Ночью нас трижды гнали в убежище. Это жутко изматывает, лишая сна, но всё же приятно видеть, какими частыми становятся и дневные тревоги. Позавчера во время такой тревоги мы с Володей успели сварить котелок картошки на модельном складе. Над нами, под неимоверный гул самолётов и жалкие выстрелы зениток, шли бесконечные вереницы бомбардировщиков. Зенитки испещряли небо белыми облаками разрывов, но самолёты шли так высоко, что казались недосягаемыми.
Мы с Володей едва могли слышать друг друга. Самолёты шли прямоугольными группам, по 25 в каждом. В тот раз над нами пролетело 15 таких групп. И это даёт надежду – война, кажется, наконец-то пошла в правильном направлении.
24 ноября 1942 года
Мысли о маме не дают покоя, особенно перед сном, когда я остаюсь наедине с собой. Постоянно переживаю за её судьбу в оккупированном Харькове. Эти тревоги буквально разрывают душу. Я видел столько ужаса за те пять месяцев, что провёл в оккупированном Харькове – казни, расстрелы, виселицы. Повешенные, замёрзшие на морозе, раздетые, с табличками «Я партизан» или «Я вор», болтались на ветру.

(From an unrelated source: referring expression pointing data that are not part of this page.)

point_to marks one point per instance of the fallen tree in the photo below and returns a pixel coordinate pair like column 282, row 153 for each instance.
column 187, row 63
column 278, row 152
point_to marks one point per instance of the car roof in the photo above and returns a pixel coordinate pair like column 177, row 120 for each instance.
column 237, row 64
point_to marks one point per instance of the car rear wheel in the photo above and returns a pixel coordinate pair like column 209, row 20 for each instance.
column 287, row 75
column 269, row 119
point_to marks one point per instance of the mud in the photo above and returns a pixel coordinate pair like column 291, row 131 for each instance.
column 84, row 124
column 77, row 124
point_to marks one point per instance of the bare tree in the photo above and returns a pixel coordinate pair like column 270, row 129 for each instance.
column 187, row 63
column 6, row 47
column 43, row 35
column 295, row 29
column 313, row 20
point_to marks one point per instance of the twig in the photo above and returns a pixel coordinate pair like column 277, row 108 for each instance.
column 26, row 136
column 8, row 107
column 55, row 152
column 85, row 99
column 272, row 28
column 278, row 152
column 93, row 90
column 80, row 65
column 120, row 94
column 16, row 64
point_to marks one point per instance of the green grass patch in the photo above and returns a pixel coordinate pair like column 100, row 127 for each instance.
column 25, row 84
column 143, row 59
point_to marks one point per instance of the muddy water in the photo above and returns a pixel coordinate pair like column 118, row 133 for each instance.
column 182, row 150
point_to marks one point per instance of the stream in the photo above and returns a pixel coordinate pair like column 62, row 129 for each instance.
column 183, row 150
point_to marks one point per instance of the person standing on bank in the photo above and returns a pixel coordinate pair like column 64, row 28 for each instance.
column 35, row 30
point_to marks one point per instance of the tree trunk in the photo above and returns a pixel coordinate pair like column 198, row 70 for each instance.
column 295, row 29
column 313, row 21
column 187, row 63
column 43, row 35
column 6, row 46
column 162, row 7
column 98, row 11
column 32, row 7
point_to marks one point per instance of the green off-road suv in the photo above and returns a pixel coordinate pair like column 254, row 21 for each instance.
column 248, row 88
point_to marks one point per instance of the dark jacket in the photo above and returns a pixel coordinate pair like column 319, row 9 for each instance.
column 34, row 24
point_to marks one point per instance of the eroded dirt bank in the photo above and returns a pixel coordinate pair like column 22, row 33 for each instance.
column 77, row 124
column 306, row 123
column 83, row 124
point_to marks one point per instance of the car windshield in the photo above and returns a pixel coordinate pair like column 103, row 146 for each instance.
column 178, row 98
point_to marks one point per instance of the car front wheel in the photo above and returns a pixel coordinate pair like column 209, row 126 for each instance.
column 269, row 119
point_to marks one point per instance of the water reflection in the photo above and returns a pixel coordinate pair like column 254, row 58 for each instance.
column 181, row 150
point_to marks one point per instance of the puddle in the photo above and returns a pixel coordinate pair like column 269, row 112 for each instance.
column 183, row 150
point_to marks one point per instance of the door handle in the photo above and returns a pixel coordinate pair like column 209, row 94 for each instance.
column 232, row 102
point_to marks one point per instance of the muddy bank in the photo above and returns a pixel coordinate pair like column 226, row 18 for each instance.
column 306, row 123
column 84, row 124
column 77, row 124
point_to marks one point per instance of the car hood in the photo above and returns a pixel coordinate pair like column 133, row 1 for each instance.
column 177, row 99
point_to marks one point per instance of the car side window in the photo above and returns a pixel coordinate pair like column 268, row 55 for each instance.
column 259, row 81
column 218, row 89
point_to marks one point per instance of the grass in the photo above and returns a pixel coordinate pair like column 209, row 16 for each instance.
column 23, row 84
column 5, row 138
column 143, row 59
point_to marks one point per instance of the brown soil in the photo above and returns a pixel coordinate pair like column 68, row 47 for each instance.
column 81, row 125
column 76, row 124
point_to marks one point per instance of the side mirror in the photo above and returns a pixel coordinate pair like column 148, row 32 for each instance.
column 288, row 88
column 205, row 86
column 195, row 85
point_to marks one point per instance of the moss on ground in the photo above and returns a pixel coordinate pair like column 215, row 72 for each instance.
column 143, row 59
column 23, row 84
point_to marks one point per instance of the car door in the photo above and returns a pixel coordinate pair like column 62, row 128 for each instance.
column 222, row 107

Это устрашение, демонстрация силы, чтобы держать город в страхе. Расстрелянные лежали прямо на улицах, лицом вниз, вмерзшие в лёд, с пулевыми отверстиями в затылках, пока их тела не забирали. Проходить мимо было невыносимо, но это было повсюду, почти на каждой улице. Это не просто преступления – это целая система запугивания и уничтожения.

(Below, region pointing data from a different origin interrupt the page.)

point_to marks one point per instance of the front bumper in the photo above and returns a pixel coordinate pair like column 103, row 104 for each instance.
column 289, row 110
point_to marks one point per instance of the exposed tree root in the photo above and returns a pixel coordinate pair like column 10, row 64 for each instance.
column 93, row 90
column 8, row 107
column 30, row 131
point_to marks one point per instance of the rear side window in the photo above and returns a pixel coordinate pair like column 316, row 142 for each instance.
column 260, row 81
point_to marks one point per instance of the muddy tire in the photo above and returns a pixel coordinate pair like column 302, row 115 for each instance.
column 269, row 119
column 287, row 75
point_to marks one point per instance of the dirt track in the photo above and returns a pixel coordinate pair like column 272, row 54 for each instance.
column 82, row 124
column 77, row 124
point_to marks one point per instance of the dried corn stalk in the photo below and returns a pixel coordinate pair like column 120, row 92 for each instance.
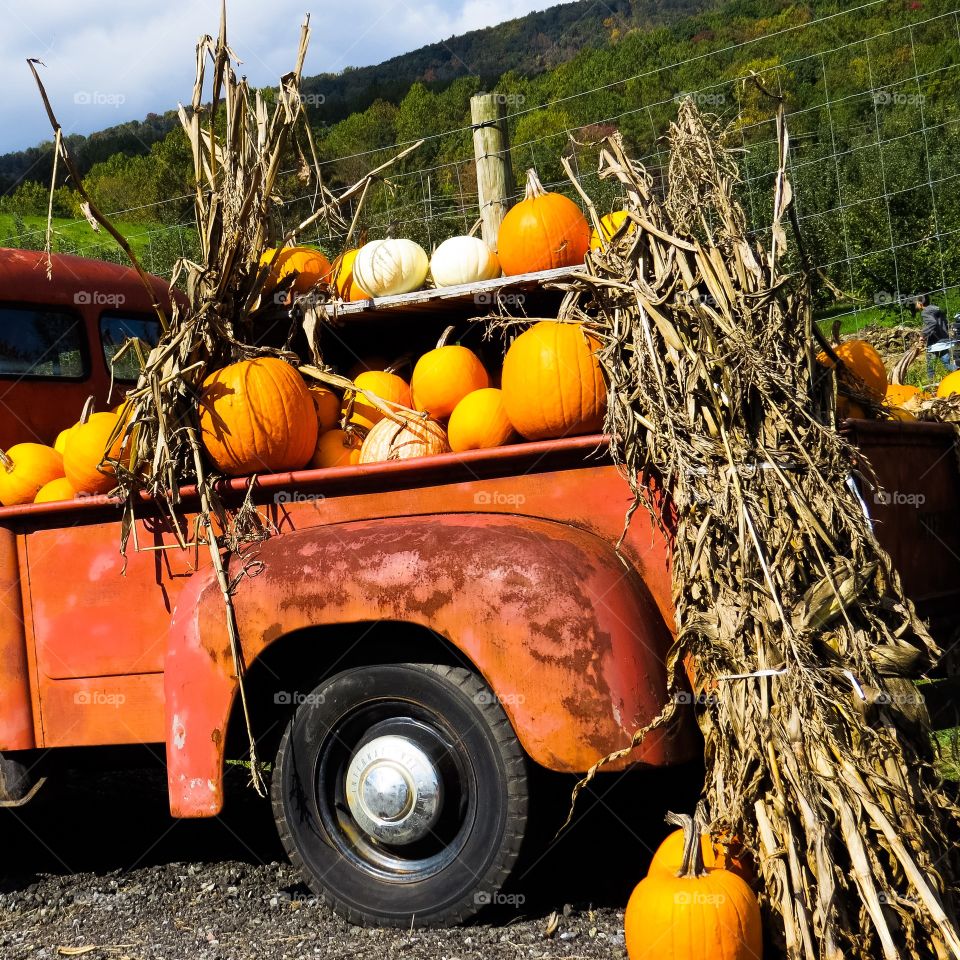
column 239, row 146
column 801, row 642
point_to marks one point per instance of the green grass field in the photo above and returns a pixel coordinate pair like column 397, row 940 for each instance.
column 70, row 235
column 884, row 315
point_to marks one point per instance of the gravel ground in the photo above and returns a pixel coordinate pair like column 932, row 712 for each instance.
column 96, row 868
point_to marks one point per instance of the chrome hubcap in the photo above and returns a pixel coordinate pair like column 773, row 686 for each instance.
column 394, row 790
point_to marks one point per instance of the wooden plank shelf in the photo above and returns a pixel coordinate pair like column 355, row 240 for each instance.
column 482, row 296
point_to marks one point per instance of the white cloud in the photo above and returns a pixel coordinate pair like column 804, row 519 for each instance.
column 111, row 61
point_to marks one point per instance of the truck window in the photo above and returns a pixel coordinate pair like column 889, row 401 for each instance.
column 115, row 331
column 38, row 341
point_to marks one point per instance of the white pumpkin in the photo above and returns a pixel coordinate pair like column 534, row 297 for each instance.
column 396, row 438
column 463, row 260
column 387, row 267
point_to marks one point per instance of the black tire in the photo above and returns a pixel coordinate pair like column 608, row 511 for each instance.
column 458, row 866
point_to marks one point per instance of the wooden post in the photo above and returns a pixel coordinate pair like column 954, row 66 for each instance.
column 491, row 147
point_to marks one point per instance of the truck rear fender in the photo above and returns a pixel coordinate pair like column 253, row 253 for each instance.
column 565, row 635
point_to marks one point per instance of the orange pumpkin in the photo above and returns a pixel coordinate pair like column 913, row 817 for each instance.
column 336, row 448
column 341, row 276
column 61, row 442
column 542, row 232
column 610, row 224
column 864, row 362
column 552, row 383
column 310, row 266
column 386, row 386
column 401, row 438
column 701, row 914
column 669, row 856
column 257, row 416
column 24, row 469
column 478, row 421
column 950, row 384
column 899, row 393
column 444, row 376
column 327, row 405
column 55, row 490
column 85, row 450
column 898, row 413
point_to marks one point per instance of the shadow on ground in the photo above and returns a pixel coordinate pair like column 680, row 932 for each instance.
column 102, row 822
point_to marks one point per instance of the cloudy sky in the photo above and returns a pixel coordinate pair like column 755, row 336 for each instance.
column 112, row 60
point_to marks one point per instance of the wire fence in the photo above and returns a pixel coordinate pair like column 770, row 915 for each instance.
column 875, row 137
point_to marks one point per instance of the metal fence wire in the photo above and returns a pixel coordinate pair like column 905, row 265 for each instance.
column 873, row 157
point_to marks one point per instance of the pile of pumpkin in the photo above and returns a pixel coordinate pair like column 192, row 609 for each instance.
column 72, row 467
column 543, row 231
column 260, row 416
column 864, row 375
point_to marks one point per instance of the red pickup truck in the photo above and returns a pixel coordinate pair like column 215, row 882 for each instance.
column 419, row 635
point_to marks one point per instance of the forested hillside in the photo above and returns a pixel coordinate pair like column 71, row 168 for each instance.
column 530, row 45
column 872, row 95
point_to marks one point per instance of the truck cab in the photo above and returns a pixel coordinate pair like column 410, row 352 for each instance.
column 59, row 335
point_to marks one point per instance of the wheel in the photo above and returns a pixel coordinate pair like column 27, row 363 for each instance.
column 400, row 793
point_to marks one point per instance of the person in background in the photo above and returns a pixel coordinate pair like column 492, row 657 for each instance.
column 933, row 327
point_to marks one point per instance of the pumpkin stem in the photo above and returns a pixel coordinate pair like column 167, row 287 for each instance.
column 534, row 186
column 87, row 409
column 692, row 865
column 405, row 361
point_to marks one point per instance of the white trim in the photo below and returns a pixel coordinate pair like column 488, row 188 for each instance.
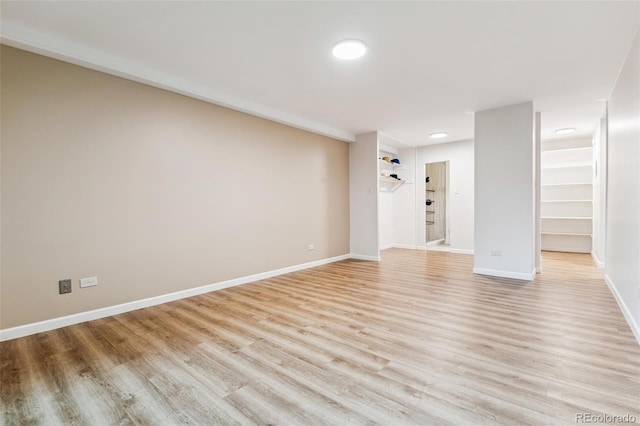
column 461, row 251
column 505, row 274
column 633, row 325
column 406, row 246
column 39, row 327
column 597, row 261
column 364, row 257
column 57, row 48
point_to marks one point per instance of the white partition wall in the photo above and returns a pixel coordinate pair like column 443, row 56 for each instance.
column 363, row 197
column 622, row 266
column 504, row 242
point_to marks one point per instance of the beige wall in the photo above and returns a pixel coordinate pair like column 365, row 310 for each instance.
column 151, row 191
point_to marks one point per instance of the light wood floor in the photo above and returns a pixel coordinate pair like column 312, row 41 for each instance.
column 416, row 339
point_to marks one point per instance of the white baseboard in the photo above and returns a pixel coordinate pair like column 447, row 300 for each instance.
column 597, row 261
column 461, row 251
column 364, row 257
column 406, row 246
column 505, row 274
column 635, row 329
column 39, row 327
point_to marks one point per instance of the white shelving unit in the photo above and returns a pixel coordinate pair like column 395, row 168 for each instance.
column 566, row 198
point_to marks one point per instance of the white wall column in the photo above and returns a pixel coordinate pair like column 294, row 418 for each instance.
column 538, row 190
column 504, row 192
column 363, row 197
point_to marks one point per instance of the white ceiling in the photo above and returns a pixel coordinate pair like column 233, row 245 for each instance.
column 428, row 67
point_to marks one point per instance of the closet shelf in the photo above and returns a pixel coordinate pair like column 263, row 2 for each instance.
column 568, row 149
column 566, row 166
column 569, row 234
column 567, row 184
column 566, row 201
column 390, row 166
column 566, row 217
column 389, row 184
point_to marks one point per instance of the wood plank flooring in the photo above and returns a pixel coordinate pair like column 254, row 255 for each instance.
column 415, row 339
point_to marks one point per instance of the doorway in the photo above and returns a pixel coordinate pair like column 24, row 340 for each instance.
column 435, row 203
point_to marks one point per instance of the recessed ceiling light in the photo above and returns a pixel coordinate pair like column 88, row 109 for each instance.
column 349, row 49
column 565, row 131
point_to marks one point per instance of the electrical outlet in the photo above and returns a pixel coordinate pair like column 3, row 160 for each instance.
column 88, row 282
column 64, row 286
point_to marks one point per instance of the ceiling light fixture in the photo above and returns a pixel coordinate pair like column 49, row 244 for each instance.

Я часто вспоминаю, как по городу проезжали крытые машины. Внезапно они останавливались, из них выскакивали автоматчики и начинали хватать прохожих. Людей строили в шеренги, и офицер, важный, молодой интеллигент, в чёрных перчатках, ходил вдоль строя и стеком указывал на тех, кто станет следующей жертвой. «Eins, zwei, drei…» – считал он, потом, кивнув автоматчику, приказывал: «Raus!» – и не успевшие понять, что происходит, несчастные оказывались под стеной. «Feuer!» – командовал он, и через мгновение их жизни обрывались. Некоторые счастливчики, на которых не пал выбор, остаются стоять, окаменевшие.
Кто-то из немцев кричит: «Это наказание за убитого немецкого солдата!» Потом они быстро садятся в машины и уезжают. Все это происходило на моих глазах, и я каждый раз замирал от страха, что кого-то из моих близких тоже поставят к стене. Однажды из очереди выдернули нашего соседа, и лишь по счастливой случайности он остался жив.
Но тот случай, когда эсэсовец остановил меня на улице Пушкинской, заставил меня особенно почувствовать всю свою уязвимость. Я тогда просто шёл по улице, когда ко мне подскочил эсэсовец с пистолетом, приказал идти вперед и, усмехаясь, пытался меня успокоить: «Nicht бежаль, nicht убиваль!» – как будто от этого мне могло стать легче.
Он привёл меня во двор и заставил лопатой кидать уголь в подвал, поставив рядом со мной вооружённого солдата. На дворе было холодно, а я, бросая уголь, промок до нитки. Автоматчик стоял рядом и целился в меня каждый раз, когда я замедлялся, давал понять, что убьёт, если перестану. Я был истощён, уже не чувствовал рук, бросал уголь как механическая кукла, почти без мысли, просто чтобы выжить. Только когда меня сменили другой жертвой, я смог уйти, и то на полусогнутых, едва дыша.